The First "Set of Reasons" ;)
We cannot seriously think that all buildings with a Column 79 are likely to fail - with Column 79 leading the failure. Even less likely in the pursuit of "universality" is any such building likely to have a pair of 110 storey towers standing nearby, struck by aircraft and collapsing ...etc So I'll give that one a miss - yes - it was "tongue in cheek". :o

Now before we take on the second set we need to get rid of some loose definitions otherwise we will end up chasing strawmen:
OK those three hilited points are where we see ambiguity - whether intended or not the words used can mislead.

The collapse was of a building seriously compromised by fire to the extent that it failed#. It was a form of cascade failure and no single structural member "caused" the failure. Column 79 did not cause the failure nor was it the first structural member to fail nor was it the only item to fail.

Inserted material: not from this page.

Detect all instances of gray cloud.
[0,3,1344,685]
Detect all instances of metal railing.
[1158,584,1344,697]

The Second "Set of Reasons" ;) - stated as answers to JSanderO's OP questions:
No - it was a major component of the collapse mechanism but the manner of its failing required other component failures. Changing the floor doesn't change the reality that the Col79 failure was only one component of the collapse mechanismNot likely. Risks becoming a strawman - the actual WTC7 collapse was not "caused" by Col 79 and Col 79 was not the initiator of its own failure. It didn't "lead" as in at head of chain - it followed some and came before others.Near certain it wouldn't as a stand alone event.Moot.Not a valid generic claim....would always be building structure specific.
All must be building specific. All are false stated as they are as generic claims. Remember global claims are:
1) Almost always false; AND
2) Only need one exception to falsify them.

This statement is not valid as a premise..therefore this:
...is moot.

# Any pro CD folk can include CD - It wont change what I need to say - I will still challenge you to prove CD so whether you do it before or after in the discussion doesn't matter.

Cut the BS... stop parsing words here, But thanks for returning to the OP.

Obviously the column didn't cause the collapse. Its "failure" was some which enabled that which was supported by it to collapse.... and apparently NIST thought that other columns around 79 failed lickity split and that turned into what they call a global collapse.

This is sort of beating around the proverbial *initiation bush*... that is to see a bunch of things when awry at / under col 79 and column 79 could not do its *normal job* and *caved* ... according the NIST... taking the entire building with it.

The OP is pretty clear at trying to ask... can a single column failure cause a high rise to collapse? Not the column... but its failure... not doing what it was designed to do.

And by extension I ask... legitimately...

Does the location in elevation of the failed column have anything to do with global collapse?

Could a single column failure in a *typical* grid of columns framed high rise suffer global collapse from a single column failure? Yea it's a generic question.

But of course to learn lessons to be applied to other and generic buildings you have to identify the key weaknesses or failures modes.

In the case of 7WTC the mechanical damage from WTC was on the SW side and did not initiate even local failures above it. It may have caused fires, but this is actually not obvious either. The impaled steel on the WFC did not cause fires, nor at Bankers Trust.

I infer that the proximate cause of the global collapse was not the mechanical damage from 1WTC. But sure it made less of the frame to collapse 7 hrs later. The proximate cause appears to be the fires and what they did to the steel, the connections and so forth over a 7 hr period. NIST seems to think the fire broke the camel's back at column 79 floor 13. Again... was this location *special*. It has been pointed out that col 79 carried the largest proportional load of any column in the building. That needs to be verified. Surely the load of column 79 at grade was more than it was at floor 13.

So inquiring minds want to know. Can a single column's failure reliably lead to a global collapse in a typical steel frame high rise? If not, why not? If so, why so.

Don't beat around the bush. Answer the questions if you can. And skip the rubbish about generalities are always false.